À partir du 1er janvier 2026, de nouvelles règles s’appliquent aux réseaux de chaleur et de froid dans les copropriétés et immeubles raccordés. Un projet d’arrêté, actuellement en consultation publique, précise comment sera déterminée l’efficacité de ces réseaux, qui alimentent en chauffage ou en climatisation de nombreux logements collectifs. Concrètement, cela peut impacter votre facture, la valorisation de votre bien ou les obligations de votre syndic.
Ce texte vise à encourager l’utilisation d’énergies renouvelables et à contrôler les émissions de gaz à effet de serre. Il met en place des critères précis pour classer un réseau comme « efficace » et impose des plans d’amélioration pour ceux qui ne le sont pas. Voici ce que cela change pour vous, résident ou copropriétaire, avant et après la mise en œuvre de cette mesure.
Jusqu’ici, le classement des réseaux de chaleur ou de froid reposait sur des critères techniques souvent peu transparents pour les particuliers. Si votre immeuble était raccordé à un réseau, il était parfois difficile de savoir s’il utilisait majoritairement des énergies renouvelables, quelle était sa performance écologique, ou si des actions d’amélioration étaient engagées.

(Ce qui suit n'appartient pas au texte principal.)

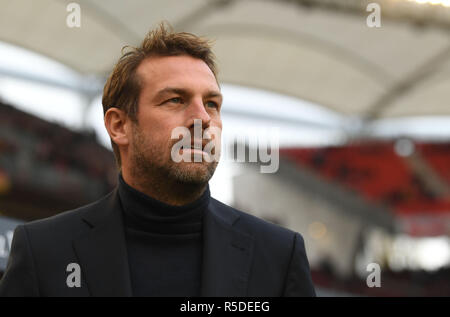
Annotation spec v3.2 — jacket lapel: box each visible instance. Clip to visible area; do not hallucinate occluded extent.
[201,198,253,296]
[73,190,132,296]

Les obligations de transparence et d’amélioration n’étaient pas toujours clairement définies, laissant certains copropriétaires ou locataires dans le flou sur la nature de leur chauffage collectif ou de leur climatisation centralisée.
Avec la publication de ce projet d’arrêté, l’efficacité des réseaux de chaleur et de froid sera désormais encadrée par des modalités précises, applicables dès le 1er janvier 2026 (sauf pour les modalités d’approbation des plans d’amélioration, qui entreront en vigueur au lendemain de la publication de l’arrêté).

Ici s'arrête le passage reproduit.